Elle pensait à ses enfants. Non pas tels qu'ils étaient maintenant, ces étrangers qui l'avaient trahie, mais tels qu'ils avaient été. Julia, avec son sourire édenté et ses couettes. Ethan, sérieux et gentil, lui rapportant toujours des fleurs sauvages du jardin. Mia, avec son rire contagieux et son énergie débordante.
Elle pensait à la vie qu'elle avait construite. Au foyer qu'elle avait créé. À l'amour qu'elle avait donné, si librement, si complètement.
Et elle pensa à Richard. Non pas à l'homme assis en face d'elle au restaurant, froid et distant, mais à celui dont elle était tombée amoureuse. L'homme qui l'avait autrefois regardée comme si elle était tout pour lui.
Quelque chose en elle se transforma. Pas une guérison, non, cela prendrait beaucoup plus de temps, mais une petite étincelle de quelque chose d'autre. Quelque chose qui ressemblait presque à de la colère.
Pourquoi devrait-elle disparaître ? Pourquoi devrait-elle abandonner ? Pourquoi devraient-ils vivre leur vie, heureux et sans fardeau, alors qu'elle n'est plus qu'un triste souvenir ?
Elle serra plus fort la rambarde, les jointures blanchies par l'effort. Elle ne leur donnerait pas cette satisfaction. Elle ne les laisserait pas gagner.
Mais cette pensée arriva trop tard. Son pied glissa sur le béton mouillé et, pendant un instant terrible, elle se sentit tomber en avant, la rambarde ne suffisant plus à la maintenir sur le pont.
Le temps ralentit. Elle vit l'eau en contrebas, sombre et impitoyable. Elle entendit le son lointain d'un klaxon.
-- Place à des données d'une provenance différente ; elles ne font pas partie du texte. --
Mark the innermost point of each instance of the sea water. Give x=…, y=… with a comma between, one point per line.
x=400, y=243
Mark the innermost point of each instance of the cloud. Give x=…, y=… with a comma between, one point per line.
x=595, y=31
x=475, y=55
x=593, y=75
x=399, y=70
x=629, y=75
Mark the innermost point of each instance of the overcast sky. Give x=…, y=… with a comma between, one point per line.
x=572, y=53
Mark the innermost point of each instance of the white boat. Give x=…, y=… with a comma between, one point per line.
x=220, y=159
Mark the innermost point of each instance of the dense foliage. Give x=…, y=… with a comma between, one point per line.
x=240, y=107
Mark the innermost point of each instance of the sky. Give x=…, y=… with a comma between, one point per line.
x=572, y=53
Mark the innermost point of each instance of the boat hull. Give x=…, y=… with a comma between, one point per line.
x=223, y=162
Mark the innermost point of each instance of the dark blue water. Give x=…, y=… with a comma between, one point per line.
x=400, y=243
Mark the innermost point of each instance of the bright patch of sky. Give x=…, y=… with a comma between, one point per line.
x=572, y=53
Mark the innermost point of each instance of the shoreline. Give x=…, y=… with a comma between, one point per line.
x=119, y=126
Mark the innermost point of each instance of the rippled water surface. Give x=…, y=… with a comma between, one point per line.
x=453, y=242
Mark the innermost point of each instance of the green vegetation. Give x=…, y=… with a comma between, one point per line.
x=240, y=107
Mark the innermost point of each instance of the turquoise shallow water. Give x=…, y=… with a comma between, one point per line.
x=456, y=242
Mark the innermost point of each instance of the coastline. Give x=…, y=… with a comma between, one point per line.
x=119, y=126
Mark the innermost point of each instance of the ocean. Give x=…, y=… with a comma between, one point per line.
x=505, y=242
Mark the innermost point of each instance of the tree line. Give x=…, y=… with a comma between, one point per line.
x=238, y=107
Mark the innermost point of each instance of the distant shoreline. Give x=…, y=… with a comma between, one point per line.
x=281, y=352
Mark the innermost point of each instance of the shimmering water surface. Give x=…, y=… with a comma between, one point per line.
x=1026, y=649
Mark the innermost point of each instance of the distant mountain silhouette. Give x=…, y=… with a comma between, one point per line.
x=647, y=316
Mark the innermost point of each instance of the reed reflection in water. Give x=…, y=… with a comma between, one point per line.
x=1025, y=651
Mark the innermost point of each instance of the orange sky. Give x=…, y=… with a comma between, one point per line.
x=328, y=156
Elle sentit la pluie sur son visage, froide et implacable.
Ce n'était pas censé se terminer comme ça. Pas comme ça. Pas à cause d'eux.
Au moment où son corps basculait, une main jaillit, saisissant son poignet avec une force surprenante. Sa prise était ferme, inflexible. La main d'un homme.
Elle haleta, son corps suspendu pendant un instant terrifiant entre la vie et la mort, l'eau sombre l'appelant toujours d'en bas. La pluie cinglait son visage tandis qu'elle se balançait, son destin entre les mains d'un inconnu.
La main tirait, ses muscles se tendaient sous son poids. Amelia se sentait tirée vers l'arrière, ramenée vers un monde dont elle ne voulait plus faire partie.
Ses yeux, brouillés par la pluie et les larmes, ne distinguaient rien d'autre que la silhouette d'un homme se détachant sur les lumières tamisées du pont. Sa main, chaude malgré le froid de la nuit, la serrait avec une détermination qu'elle ne comprenait pas.
Alors que son corps s'éloignait vers la sécurité du pont, l'esprit d'Amelia se remplit d'émotions contradictoires. Soulagement. Déception. Colère. Confusion.
Pourquoi ne pouvaient-ils pas tous la laisser partir ?
Les doigts de l'homme se resserrèrent autour de son poignet, une ancre dans la tempête qui était devenue sa vie.